BY RON POULSEN
SYDNEY, Australia - "We are not Indonesians, we are not Portuguese, the only way we can be accepted as a people, as a nation, is in an independent East Timor." With these words, Harold Moucho, a representative of the Revolutionary Front for the Independence of East Timor (FRETILIN), underlined the reality of the decades-long struggle of the East Timorese people against foreign oppression. He was addressing a 600-strong rally here November 12. Similar actions were held in other main cities around Australia marking the fourth anniversary of the Dili massacre.
The November 13 Sydney Morning Herald reported that "Indonesian police [were] systematically arresting and beating up young Timorese men in the run-up to the anniversary" in an attempt to forestall protests.
In Dili, the East Timorese capital, a wave of house-to- house beatings by police riot squads resulted in the "arrests of an estimated 150 to 400 young Timorese." In Jakarta, the capital of Indonesia, about 20 students held a candlelight ceremony to commemorate the massacre. Security forces reportedly arrested four people after confiscating a banner and a FRETILIN flag.
Chanting "No blood for oil!" and "Indonesia out of East Timor!" the march wound through the main streets of Sydney. It marked the massacre of over 200 people in Dili when Indonesian troops opened fire on a funeral procession for Sebastiao Rangel at the Santa Cruz cemetery Nov. 11, 1991. Many of the survivors were then "disappeared" and murdered in cold blood. Rangel had been killed by Indonesian soldiers as he sought refuge in a church in Dili.
The November 12 march in Sydney was preceded by a mass in St. Mary's Catholic Cathedral where Bishop Cremin announced that he was adding his name to the list of Catholic organizations offering sanctuary to East Timorese refugees should they be threatened with deportation by the Australian government. It culminated in a rally at the steps of the Sydney Town Hall where traditional Timorese dancers performed.
"The Indonesian regime has admitted to 50 victims of the Dili massacre," said Milena Pires of the Timorese Democratic Union (UDT). "But as the Mothers of Santa Cruz [the organization of relatives of the disappeared] are demanding, where are those bodies?" She pledged that the East Timorese people would not rest until the last Indonesian troops have left East Timor and all the political prisoners, including Xanana Gusmao, the imprisoned leader of FRETILIN, are freed.
Twenty-year occupation
Moucho, of FRETILIN, pointed out that the Indonesian
invasion of East Timor and its military occupation in the
20 years since has resulted in "the extermination of one-
third of the Timorese population." This occupation has been
carried out with the "complicity of Australian
governments."
The current Labor government, he said, is "continuing to train and supply Indonesia's elite troops" engaged in repression in East Timor. "Australia is the only country to give de jure recognition of the Indonesian annexation of East Timor" in order to share with the Indonesian regime in exploiting "the massive oil and gas reserves in the Timor sea," he said.

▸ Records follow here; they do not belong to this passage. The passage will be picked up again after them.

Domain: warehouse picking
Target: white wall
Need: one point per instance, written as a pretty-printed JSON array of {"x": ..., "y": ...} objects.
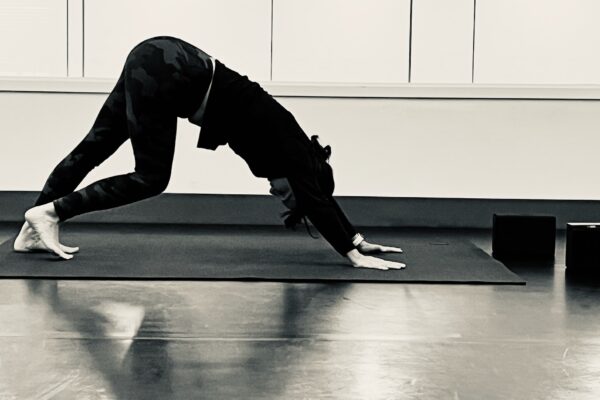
[
  {"x": 33, "y": 37},
  {"x": 386, "y": 142},
  {"x": 381, "y": 147},
  {"x": 341, "y": 40}
]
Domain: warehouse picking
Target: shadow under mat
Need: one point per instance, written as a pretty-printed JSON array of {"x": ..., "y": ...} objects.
[{"x": 233, "y": 254}]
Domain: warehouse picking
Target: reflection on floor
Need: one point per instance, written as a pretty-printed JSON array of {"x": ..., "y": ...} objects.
[{"x": 266, "y": 340}]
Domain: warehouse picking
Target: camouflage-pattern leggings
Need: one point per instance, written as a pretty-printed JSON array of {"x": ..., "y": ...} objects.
[{"x": 143, "y": 107}]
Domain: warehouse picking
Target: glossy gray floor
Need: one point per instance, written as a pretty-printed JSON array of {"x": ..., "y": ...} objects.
[{"x": 228, "y": 340}]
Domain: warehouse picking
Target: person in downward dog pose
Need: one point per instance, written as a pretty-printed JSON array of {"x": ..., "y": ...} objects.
[{"x": 164, "y": 78}]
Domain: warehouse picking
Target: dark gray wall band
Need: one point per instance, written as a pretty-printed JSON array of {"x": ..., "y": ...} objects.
[{"x": 362, "y": 211}]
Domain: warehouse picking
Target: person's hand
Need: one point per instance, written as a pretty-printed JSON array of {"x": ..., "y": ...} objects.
[
  {"x": 361, "y": 261},
  {"x": 370, "y": 248}
]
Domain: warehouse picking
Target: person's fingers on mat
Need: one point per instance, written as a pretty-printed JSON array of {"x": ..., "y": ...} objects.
[{"x": 390, "y": 249}]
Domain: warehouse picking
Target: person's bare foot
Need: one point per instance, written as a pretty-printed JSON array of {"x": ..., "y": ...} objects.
[
  {"x": 28, "y": 241},
  {"x": 43, "y": 220}
]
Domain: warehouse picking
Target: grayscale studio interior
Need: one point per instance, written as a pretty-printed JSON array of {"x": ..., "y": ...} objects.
[{"x": 299, "y": 199}]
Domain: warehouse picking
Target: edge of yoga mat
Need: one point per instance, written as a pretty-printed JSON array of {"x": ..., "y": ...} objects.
[{"x": 508, "y": 278}]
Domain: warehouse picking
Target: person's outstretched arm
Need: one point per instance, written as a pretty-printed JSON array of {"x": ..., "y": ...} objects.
[
  {"x": 325, "y": 214},
  {"x": 358, "y": 240}
]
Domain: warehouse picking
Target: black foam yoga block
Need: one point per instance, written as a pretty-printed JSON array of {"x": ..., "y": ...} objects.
[
  {"x": 523, "y": 236},
  {"x": 583, "y": 248}
]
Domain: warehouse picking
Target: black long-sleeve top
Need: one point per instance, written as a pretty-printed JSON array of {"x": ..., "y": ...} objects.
[{"x": 267, "y": 136}]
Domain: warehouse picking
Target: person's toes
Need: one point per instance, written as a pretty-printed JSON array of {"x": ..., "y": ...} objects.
[{"x": 69, "y": 249}]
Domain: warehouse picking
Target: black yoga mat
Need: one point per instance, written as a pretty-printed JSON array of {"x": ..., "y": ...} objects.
[{"x": 184, "y": 252}]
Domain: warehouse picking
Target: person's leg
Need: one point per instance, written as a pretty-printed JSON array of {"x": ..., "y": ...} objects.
[
  {"x": 151, "y": 122},
  {"x": 107, "y": 134}
]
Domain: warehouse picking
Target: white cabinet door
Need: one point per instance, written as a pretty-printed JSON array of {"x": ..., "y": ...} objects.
[
  {"x": 341, "y": 40},
  {"x": 442, "y": 41},
  {"x": 237, "y": 32},
  {"x": 537, "y": 42},
  {"x": 33, "y": 38}
]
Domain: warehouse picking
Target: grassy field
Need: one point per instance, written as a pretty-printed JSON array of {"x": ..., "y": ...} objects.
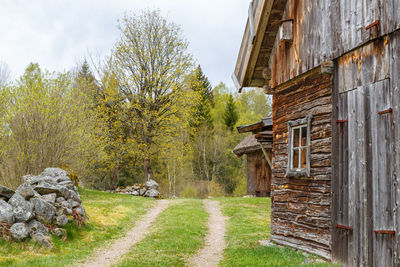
[
  {"x": 177, "y": 234},
  {"x": 249, "y": 223},
  {"x": 110, "y": 216}
]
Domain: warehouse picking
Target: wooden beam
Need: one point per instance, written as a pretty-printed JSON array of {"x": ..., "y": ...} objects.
[
  {"x": 267, "y": 156},
  {"x": 285, "y": 32}
]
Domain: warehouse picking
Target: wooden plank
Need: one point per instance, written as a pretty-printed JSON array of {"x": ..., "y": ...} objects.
[
  {"x": 395, "y": 87},
  {"x": 353, "y": 254},
  {"x": 382, "y": 173},
  {"x": 335, "y": 167}
]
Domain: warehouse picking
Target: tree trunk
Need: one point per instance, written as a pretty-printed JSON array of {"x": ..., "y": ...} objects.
[
  {"x": 148, "y": 173},
  {"x": 114, "y": 178}
]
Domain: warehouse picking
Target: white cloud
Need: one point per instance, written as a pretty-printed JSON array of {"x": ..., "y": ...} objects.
[{"x": 59, "y": 33}]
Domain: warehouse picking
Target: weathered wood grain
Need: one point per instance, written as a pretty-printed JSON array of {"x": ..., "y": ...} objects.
[{"x": 301, "y": 210}]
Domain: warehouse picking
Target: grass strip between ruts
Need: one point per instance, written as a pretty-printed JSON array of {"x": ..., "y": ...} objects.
[
  {"x": 176, "y": 235},
  {"x": 249, "y": 223}
]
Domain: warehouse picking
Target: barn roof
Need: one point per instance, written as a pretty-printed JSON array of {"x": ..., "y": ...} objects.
[
  {"x": 248, "y": 145},
  {"x": 265, "y": 17},
  {"x": 251, "y": 144},
  {"x": 264, "y": 124}
]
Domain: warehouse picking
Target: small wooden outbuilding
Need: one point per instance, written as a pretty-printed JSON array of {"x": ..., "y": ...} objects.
[
  {"x": 258, "y": 148},
  {"x": 333, "y": 68}
]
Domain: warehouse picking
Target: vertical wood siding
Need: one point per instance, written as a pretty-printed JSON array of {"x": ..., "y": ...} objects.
[
  {"x": 258, "y": 175},
  {"x": 327, "y": 29},
  {"x": 301, "y": 213},
  {"x": 366, "y": 157}
]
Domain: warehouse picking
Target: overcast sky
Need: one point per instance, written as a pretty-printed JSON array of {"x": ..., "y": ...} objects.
[{"x": 59, "y": 33}]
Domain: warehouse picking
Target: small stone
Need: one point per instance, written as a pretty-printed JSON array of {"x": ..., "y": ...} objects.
[
  {"x": 265, "y": 243},
  {"x": 65, "y": 192},
  {"x": 60, "y": 233},
  {"x": 23, "y": 210},
  {"x": 54, "y": 172},
  {"x": 60, "y": 200},
  {"x": 81, "y": 211},
  {"x": 27, "y": 178},
  {"x": 6, "y": 192},
  {"x": 26, "y": 190},
  {"x": 51, "y": 198},
  {"x": 75, "y": 197},
  {"x": 67, "y": 204},
  {"x": 136, "y": 187},
  {"x": 35, "y": 180},
  {"x": 45, "y": 212},
  {"x": 60, "y": 211},
  {"x": 35, "y": 226},
  {"x": 42, "y": 240},
  {"x": 45, "y": 188},
  {"x": 62, "y": 220},
  {"x": 153, "y": 193},
  {"x": 19, "y": 231},
  {"x": 151, "y": 184},
  {"x": 6, "y": 213},
  {"x": 142, "y": 191},
  {"x": 135, "y": 193},
  {"x": 68, "y": 211},
  {"x": 75, "y": 204}
]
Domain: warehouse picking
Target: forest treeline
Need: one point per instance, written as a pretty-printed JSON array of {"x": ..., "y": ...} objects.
[{"x": 145, "y": 111}]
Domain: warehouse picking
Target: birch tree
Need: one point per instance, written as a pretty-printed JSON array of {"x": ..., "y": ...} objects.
[{"x": 150, "y": 63}]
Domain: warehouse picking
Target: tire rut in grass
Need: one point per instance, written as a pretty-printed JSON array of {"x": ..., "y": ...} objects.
[
  {"x": 211, "y": 254},
  {"x": 111, "y": 254}
]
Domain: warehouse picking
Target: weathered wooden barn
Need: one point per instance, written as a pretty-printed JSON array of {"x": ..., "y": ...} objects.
[
  {"x": 333, "y": 68},
  {"x": 258, "y": 149}
]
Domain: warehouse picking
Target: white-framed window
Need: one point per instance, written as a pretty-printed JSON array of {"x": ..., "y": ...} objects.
[{"x": 299, "y": 147}]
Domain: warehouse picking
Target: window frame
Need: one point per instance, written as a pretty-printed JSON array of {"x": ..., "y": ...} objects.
[{"x": 299, "y": 124}]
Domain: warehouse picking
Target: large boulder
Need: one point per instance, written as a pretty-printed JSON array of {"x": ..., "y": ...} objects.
[
  {"x": 81, "y": 211},
  {"x": 151, "y": 184},
  {"x": 6, "y": 192},
  {"x": 23, "y": 210},
  {"x": 45, "y": 188},
  {"x": 62, "y": 220},
  {"x": 142, "y": 191},
  {"x": 54, "y": 172},
  {"x": 19, "y": 231},
  {"x": 27, "y": 178},
  {"x": 43, "y": 240},
  {"x": 26, "y": 190},
  {"x": 45, "y": 212},
  {"x": 153, "y": 193},
  {"x": 6, "y": 213},
  {"x": 51, "y": 198},
  {"x": 35, "y": 226}
]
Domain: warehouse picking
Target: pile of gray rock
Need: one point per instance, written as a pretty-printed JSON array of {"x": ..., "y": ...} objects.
[
  {"x": 149, "y": 189},
  {"x": 40, "y": 206}
]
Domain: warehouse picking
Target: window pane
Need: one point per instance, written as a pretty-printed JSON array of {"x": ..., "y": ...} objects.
[
  {"x": 295, "y": 159},
  {"x": 303, "y": 162},
  {"x": 303, "y": 136},
  {"x": 296, "y": 137}
]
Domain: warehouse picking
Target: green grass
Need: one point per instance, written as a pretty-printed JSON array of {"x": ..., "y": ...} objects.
[
  {"x": 110, "y": 217},
  {"x": 250, "y": 222},
  {"x": 178, "y": 233}
]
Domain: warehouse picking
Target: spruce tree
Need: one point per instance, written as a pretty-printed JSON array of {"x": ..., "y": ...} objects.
[
  {"x": 202, "y": 113},
  {"x": 231, "y": 115}
]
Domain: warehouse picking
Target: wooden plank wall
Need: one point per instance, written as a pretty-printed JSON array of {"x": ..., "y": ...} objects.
[
  {"x": 395, "y": 99},
  {"x": 326, "y": 29},
  {"x": 258, "y": 175},
  {"x": 301, "y": 207},
  {"x": 366, "y": 154}
]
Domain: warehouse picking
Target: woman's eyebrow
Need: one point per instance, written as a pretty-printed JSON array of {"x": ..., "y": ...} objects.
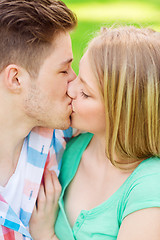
[
  {"x": 86, "y": 84},
  {"x": 66, "y": 62}
]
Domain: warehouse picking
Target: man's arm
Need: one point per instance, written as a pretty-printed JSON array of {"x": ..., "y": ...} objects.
[{"x": 44, "y": 215}]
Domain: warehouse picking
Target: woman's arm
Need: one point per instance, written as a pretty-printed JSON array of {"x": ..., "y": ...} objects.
[
  {"x": 44, "y": 215},
  {"x": 141, "y": 225}
]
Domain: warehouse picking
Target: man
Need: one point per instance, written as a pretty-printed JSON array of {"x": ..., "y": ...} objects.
[{"x": 35, "y": 69}]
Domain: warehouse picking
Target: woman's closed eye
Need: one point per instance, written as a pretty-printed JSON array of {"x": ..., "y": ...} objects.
[{"x": 84, "y": 94}]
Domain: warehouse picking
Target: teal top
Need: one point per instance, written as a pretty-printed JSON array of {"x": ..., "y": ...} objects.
[{"x": 140, "y": 190}]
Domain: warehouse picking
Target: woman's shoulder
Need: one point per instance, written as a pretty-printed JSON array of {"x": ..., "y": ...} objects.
[
  {"x": 142, "y": 189},
  {"x": 81, "y": 140}
]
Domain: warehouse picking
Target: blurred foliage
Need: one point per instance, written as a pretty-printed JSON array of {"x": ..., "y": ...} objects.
[{"x": 94, "y": 14}]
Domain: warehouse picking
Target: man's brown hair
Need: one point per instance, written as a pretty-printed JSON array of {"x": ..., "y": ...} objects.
[{"x": 27, "y": 29}]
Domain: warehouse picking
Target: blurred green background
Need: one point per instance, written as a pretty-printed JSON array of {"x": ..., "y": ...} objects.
[{"x": 94, "y": 14}]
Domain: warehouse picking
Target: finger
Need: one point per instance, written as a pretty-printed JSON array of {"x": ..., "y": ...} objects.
[
  {"x": 41, "y": 199},
  {"x": 57, "y": 186},
  {"x": 49, "y": 187}
]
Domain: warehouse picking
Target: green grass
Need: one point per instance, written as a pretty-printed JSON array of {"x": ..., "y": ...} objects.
[{"x": 94, "y": 14}]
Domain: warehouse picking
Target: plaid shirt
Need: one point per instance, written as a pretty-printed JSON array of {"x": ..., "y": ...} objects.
[{"x": 44, "y": 150}]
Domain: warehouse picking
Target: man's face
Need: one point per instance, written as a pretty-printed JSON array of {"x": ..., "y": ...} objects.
[{"x": 46, "y": 101}]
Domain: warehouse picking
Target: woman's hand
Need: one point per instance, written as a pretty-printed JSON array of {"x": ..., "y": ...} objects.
[{"x": 44, "y": 215}]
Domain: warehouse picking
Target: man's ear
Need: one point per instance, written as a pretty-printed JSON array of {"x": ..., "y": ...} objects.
[{"x": 11, "y": 78}]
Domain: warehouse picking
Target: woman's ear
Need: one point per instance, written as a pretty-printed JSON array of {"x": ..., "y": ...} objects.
[{"x": 11, "y": 78}]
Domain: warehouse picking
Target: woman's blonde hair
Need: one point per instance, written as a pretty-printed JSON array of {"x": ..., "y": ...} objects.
[{"x": 126, "y": 63}]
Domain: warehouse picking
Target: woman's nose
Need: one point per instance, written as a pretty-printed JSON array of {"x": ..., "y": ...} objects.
[{"x": 72, "y": 89}]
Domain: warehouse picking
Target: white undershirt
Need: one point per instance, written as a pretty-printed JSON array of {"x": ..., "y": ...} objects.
[{"x": 13, "y": 190}]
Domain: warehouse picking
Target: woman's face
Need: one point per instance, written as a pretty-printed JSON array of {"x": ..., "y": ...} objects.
[{"x": 87, "y": 103}]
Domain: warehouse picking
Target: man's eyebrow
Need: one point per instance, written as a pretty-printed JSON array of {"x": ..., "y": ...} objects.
[{"x": 66, "y": 62}]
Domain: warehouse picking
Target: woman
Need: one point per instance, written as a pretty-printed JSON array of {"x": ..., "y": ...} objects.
[{"x": 110, "y": 176}]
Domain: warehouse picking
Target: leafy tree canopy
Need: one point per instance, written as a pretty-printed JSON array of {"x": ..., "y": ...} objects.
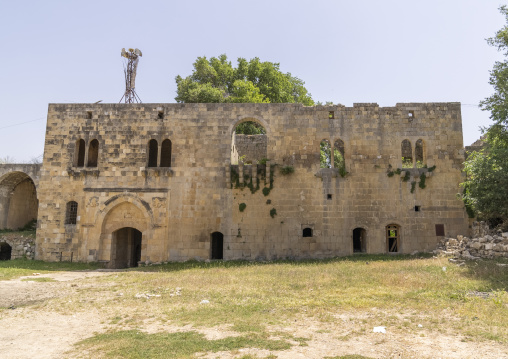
[
  {"x": 486, "y": 186},
  {"x": 215, "y": 80},
  {"x": 497, "y": 103}
]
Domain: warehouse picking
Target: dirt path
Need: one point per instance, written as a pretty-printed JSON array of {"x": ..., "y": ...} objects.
[{"x": 30, "y": 330}]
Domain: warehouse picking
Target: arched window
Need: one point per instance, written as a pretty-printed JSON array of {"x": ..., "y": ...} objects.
[
  {"x": 338, "y": 155},
  {"x": 217, "y": 246},
  {"x": 153, "y": 151},
  {"x": 71, "y": 212},
  {"x": 392, "y": 238},
  {"x": 325, "y": 154},
  {"x": 419, "y": 154},
  {"x": 166, "y": 153},
  {"x": 5, "y": 251},
  {"x": 307, "y": 232},
  {"x": 359, "y": 240},
  {"x": 249, "y": 143},
  {"x": 93, "y": 153},
  {"x": 407, "y": 154},
  {"x": 79, "y": 153}
]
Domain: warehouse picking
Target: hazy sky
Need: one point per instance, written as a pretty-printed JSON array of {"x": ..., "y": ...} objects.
[{"x": 345, "y": 51}]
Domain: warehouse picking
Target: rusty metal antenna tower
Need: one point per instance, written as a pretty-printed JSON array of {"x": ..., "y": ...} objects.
[{"x": 130, "y": 67}]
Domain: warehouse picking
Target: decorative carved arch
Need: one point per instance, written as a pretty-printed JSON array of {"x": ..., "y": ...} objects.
[
  {"x": 116, "y": 200},
  {"x": 260, "y": 121}
]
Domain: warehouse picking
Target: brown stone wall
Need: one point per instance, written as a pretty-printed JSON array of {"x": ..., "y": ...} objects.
[
  {"x": 178, "y": 208},
  {"x": 251, "y": 148}
]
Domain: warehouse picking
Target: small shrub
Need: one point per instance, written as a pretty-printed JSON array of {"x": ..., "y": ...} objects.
[{"x": 286, "y": 170}]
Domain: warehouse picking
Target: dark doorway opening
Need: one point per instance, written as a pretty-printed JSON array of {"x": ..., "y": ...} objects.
[
  {"x": 359, "y": 240},
  {"x": 307, "y": 232},
  {"x": 5, "y": 251},
  {"x": 392, "y": 238},
  {"x": 217, "y": 245},
  {"x": 126, "y": 248}
]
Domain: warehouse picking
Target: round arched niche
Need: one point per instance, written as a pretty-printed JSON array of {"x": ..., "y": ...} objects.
[
  {"x": 249, "y": 148},
  {"x": 18, "y": 200}
]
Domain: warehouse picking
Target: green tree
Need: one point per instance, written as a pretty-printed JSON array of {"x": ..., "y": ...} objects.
[
  {"x": 497, "y": 103},
  {"x": 486, "y": 186},
  {"x": 217, "y": 81}
]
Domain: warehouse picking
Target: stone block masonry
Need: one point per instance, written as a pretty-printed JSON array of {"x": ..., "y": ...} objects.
[{"x": 130, "y": 183}]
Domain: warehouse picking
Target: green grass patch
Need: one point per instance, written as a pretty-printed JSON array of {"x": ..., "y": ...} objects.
[
  {"x": 137, "y": 344},
  {"x": 22, "y": 267},
  {"x": 38, "y": 279}
]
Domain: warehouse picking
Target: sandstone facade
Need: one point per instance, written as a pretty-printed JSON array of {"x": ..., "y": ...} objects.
[{"x": 123, "y": 183}]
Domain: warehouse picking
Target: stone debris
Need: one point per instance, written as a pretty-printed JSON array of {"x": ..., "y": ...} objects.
[
  {"x": 147, "y": 295},
  {"x": 484, "y": 245},
  {"x": 177, "y": 291}
]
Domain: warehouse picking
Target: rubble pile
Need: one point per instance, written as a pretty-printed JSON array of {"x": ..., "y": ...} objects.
[{"x": 484, "y": 244}]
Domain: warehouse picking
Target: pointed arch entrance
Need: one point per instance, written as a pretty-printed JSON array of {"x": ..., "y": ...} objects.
[
  {"x": 125, "y": 234},
  {"x": 126, "y": 247}
]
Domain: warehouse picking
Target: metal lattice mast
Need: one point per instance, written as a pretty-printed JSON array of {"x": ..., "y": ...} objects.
[{"x": 130, "y": 67}]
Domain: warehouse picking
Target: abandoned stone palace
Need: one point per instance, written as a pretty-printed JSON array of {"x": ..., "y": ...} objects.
[{"x": 128, "y": 183}]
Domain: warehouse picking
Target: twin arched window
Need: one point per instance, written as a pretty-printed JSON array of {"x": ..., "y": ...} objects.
[
  {"x": 325, "y": 154},
  {"x": 80, "y": 151},
  {"x": 410, "y": 161},
  {"x": 71, "y": 212},
  {"x": 165, "y": 153}
]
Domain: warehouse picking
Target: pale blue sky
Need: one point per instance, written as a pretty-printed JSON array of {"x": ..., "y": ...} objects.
[{"x": 345, "y": 51}]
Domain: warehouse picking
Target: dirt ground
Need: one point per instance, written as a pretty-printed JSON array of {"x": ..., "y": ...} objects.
[{"x": 30, "y": 331}]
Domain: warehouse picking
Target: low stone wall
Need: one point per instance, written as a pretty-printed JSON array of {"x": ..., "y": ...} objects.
[
  {"x": 21, "y": 245},
  {"x": 485, "y": 244}
]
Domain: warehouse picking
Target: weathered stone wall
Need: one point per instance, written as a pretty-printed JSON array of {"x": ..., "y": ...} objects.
[
  {"x": 22, "y": 246},
  {"x": 251, "y": 148},
  {"x": 178, "y": 208}
]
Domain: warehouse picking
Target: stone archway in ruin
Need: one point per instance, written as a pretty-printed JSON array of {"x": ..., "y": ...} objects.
[
  {"x": 123, "y": 241},
  {"x": 18, "y": 200}
]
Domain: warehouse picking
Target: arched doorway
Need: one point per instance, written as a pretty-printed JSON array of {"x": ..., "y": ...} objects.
[
  {"x": 217, "y": 246},
  {"x": 18, "y": 200},
  {"x": 126, "y": 248},
  {"x": 392, "y": 238},
  {"x": 5, "y": 251},
  {"x": 359, "y": 240},
  {"x": 125, "y": 237}
]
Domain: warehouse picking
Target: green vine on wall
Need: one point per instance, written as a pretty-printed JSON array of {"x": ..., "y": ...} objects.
[{"x": 407, "y": 176}]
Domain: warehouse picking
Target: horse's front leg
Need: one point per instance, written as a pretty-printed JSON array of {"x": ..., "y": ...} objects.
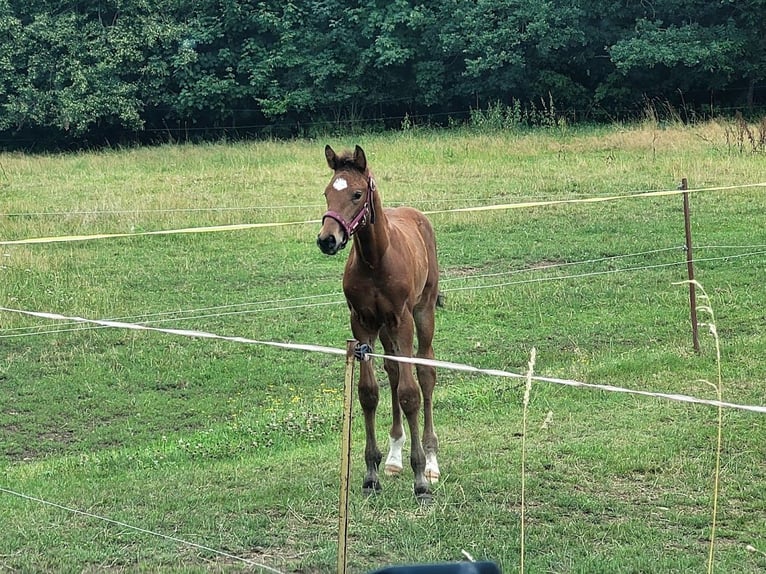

At the same time, as Moucho said, newly arrived refugees from East Timor face "the trauma of possible deportation to either Indonesia or Portugal [the former colonial power in East Timor]" as Canberra tries to deny them asylum.
Jenny Munro, chairperson of the Aboriginal Metropolitan Land Council of Sydney, declared that the 1,300 East Timorese refugees are welcome in Australia. "Aboriginal people understand the oppression and genocide that your people face, because that is what has been perpetrated against us for over 200 years!" she said. "We too have lost our children defending our land."
One of the Timorese refugees, Nelson Lemos, answered Canberra's attempts to deny them asylum on the basis of supposed Portuguese nationality. "We are not Indonesians or Portuguese. We are proud to call ourselves East Timorese!"
Max Lane of Aksi-Indonesian Solidarity Action and Gil Scrine of the Australia-East Timor Association also spoke.
The action was somewhat larger than previous years, with a large number of Timorese immigrants and young people. One young woman, Christine Barton, who marched with a placard reading "Free East Timor and West Papua!" said that this was her first protest. Having found out about Indonesian repression after visiting West Papua as a tourist, she said, "I want to get more involved in helping make others aware." There have been recent revelations of Indonesian brutality to West Papuans around the U.S.-owned Freeport mine in what Jakarta calls Irian Jaya.
Hundreds of people also took part in actions across Australia December 7 to mark the 20th anniversary of the Indonesian invasion of East Timor on that date in 1975.
Ron Poulsen is a member of the Australian Manufacturing Workers Union and works at Streets Ice Cream in Sydney.